Hello.

I have a site that from time to time give me this error:
Boost: Crawler is already running. Attempt to start crawler failed.

I have check drupal.org about it, and I don't find nothing to check the time of the crawler. I run the cron every hour, but maybe because we have a lot of nodes (around of 6000) can give the time out?

Thanks

Oskar

Comments

sillygwailo’s picture

Category: bug » support
kollo-dherbois’s picture

I get same report: "Boost: Crawler is already running. Attempt to start crawler failed."

mikeytown2’s picture

If you have a lot of nodes and your server can't generate that many pages within the timespan of your cron run then the crawler is already running next time cron runs. Thus you will get the error "Boost: Crawler is already running. Attempt to start crawler failed."

kollo-dherbois’s picture

mikeytown2, I have no more than 20-30 nodes, very simple site on Drupal oriented fast hosting...

kollo-dherbois’s picture

Would it be if I didn`t configured cron сrawler for Boost properly?

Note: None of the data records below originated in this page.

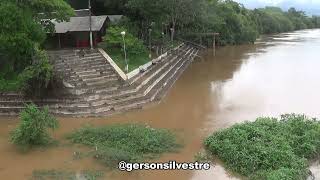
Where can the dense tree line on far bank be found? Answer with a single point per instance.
(232, 20)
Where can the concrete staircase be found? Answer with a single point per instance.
(95, 89)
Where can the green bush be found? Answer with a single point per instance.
(53, 174)
(35, 79)
(268, 148)
(33, 128)
(129, 142)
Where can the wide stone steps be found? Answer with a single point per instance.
(143, 89)
(102, 92)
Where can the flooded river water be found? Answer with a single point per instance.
(279, 74)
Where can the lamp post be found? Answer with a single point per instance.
(150, 30)
(171, 29)
(162, 42)
(90, 24)
(123, 34)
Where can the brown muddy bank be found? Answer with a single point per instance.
(279, 74)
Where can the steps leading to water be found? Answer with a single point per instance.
(97, 90)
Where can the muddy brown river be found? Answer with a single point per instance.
(279, 74)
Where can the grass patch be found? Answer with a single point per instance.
(128, 142)
(33, 128)
(134, 60)
(12, 84)
(65, 175)
(268, 148)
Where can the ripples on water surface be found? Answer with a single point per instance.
(279, 74)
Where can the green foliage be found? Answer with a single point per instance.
(33, 128)
(268, 148)
(18, 36)
(128, 142)
(65, 175)
(137, 53)
(35, 78)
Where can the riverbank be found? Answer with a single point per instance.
(278, 74)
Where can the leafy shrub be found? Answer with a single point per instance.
(35, 78)
(129, 142)
(53, 174)
(268, 148)
(33, 127)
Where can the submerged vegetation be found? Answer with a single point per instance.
(268, 148)
(33, 128)
(128, 142)
(65, 175)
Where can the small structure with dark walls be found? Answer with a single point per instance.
(76, 32)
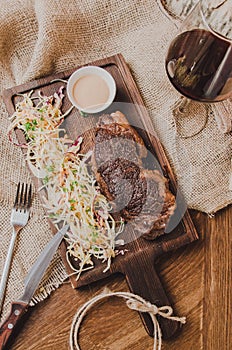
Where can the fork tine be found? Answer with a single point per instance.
(25, 197)
(29, 197)
(17, 196)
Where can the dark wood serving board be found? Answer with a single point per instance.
(137, 264)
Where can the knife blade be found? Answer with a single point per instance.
(31, 282)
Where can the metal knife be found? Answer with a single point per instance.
(31, 282)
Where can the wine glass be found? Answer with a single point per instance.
(199, 64)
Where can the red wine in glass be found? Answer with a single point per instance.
(199, 65)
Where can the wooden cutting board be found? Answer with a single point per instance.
(138, 263)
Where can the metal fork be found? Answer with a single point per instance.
(19, 218)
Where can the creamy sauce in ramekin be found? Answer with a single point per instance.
(90, 91)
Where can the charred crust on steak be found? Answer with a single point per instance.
(141, 196)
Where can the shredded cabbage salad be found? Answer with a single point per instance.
(72, 194)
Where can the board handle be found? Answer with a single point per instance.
(143, 280)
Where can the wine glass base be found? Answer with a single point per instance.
(190, 119)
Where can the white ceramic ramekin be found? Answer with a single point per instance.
(88, 70)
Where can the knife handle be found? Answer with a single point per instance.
(8, 326)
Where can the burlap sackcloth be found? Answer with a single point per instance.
(41, 37)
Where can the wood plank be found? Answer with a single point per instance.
(218, 286)
(141, 279)
(112, 325)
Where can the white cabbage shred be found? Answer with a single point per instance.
(72, 194)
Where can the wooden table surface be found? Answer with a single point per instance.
(197, 279)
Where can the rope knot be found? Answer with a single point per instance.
(142, 306)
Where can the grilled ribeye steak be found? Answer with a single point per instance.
(141, 196)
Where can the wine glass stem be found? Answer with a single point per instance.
(182, 105)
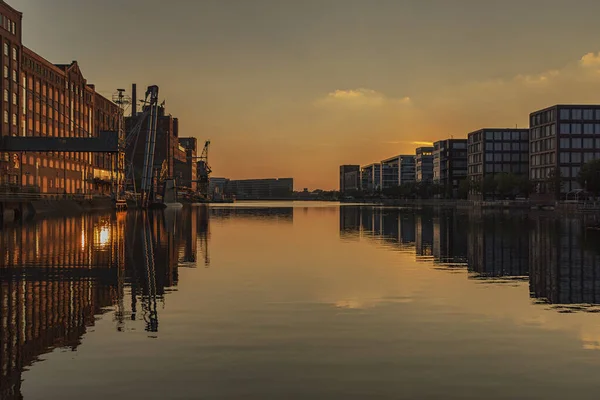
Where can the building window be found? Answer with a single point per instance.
(588, 157)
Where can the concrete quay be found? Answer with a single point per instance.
(16, 206)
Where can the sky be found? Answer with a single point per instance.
(296, 88)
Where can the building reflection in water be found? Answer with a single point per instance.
(283, 214)
(57, 275)
(559, 258)
(498, 246)
(565, 263)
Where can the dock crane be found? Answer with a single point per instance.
(204, 171)
(151, 114)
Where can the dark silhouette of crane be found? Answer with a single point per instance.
(203, 172)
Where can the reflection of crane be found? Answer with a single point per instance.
(204, 172)
(151, 111)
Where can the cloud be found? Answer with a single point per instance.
(539, 79)
(360, 97)
(590, 60)
(417, 143)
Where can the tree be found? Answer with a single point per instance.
(589, 177)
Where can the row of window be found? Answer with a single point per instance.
(577, 157)
(541, 132)
(8, 24)
(578, 129)
(506, 135)
(507, 157)
(507, 146)
(578, 114)
(543, 145)
(543, 159)
(578, 143)
(543, 117)
(507, 168)
(15, 51)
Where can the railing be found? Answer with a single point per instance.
(32, 196)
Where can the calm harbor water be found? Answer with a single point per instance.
(299, 301)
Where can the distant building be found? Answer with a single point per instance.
(389, 172)
(261, 189)
(407, 171)
(450, 163)
(491, 151)
(424, 164)
(563, 137)
(371, 177)
(349, 178)
(186, 172)
(217, 185)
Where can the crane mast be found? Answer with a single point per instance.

I just enabled it here /admin/settings/performance/boost - "Boost crawler: Enable the cron crawler". Settings are:

Crawler Throttle: 0
Crawler Batch Size: 3
Number Of Threads: 2

Boost - HTML - Default maximum cache lifetime: One day

(and - automatically run cron via Poormanscron is set to: every 12 hours)

fehin’s picture

Hi kollo-dherbois, did your settings solve the problem for you? I'm also getting the same message.

achton’s picture

Same here. Subscribing.

marios88’s picture

Make sure the crawler is not getting any 404s or permission denied (crawler runs as anonymous), also set your config to

Crawler Throttle: 2000000 (2 second delay increase as needed)
Crawler Batch Size: 15
Number Of Threads: 1

and make sure you have "Do not flush expired content on cron run, instead recrawl and overwrite it." unckecked

yan’s picture

I'm using the settings mentioned in #8 for a site with a couple of thousand nodes. I get the error message "Crawler already running" very often and a couple of problems with boost. I have cron (for boost) running every 15 minutes. But I don't really understand what settings are right for a large site - is the whole site crawled on every cron run (that would mean that it was better to have it run less often) or just the nodes that are expired (which would mean shorter intervals for cron)?

Anonymous’s picture

That's a tricky question as it depends on the site and for example whether the pages change frequently and whether expiry is needed for user comments being added. The message that you are receiving is not really an issue unless the crawler is doing nothing at all, it's just a warning that "maybe" your cron settings are too short but on a frequently changing site that would not be the case. (especially as cron also indexes the site for searches too).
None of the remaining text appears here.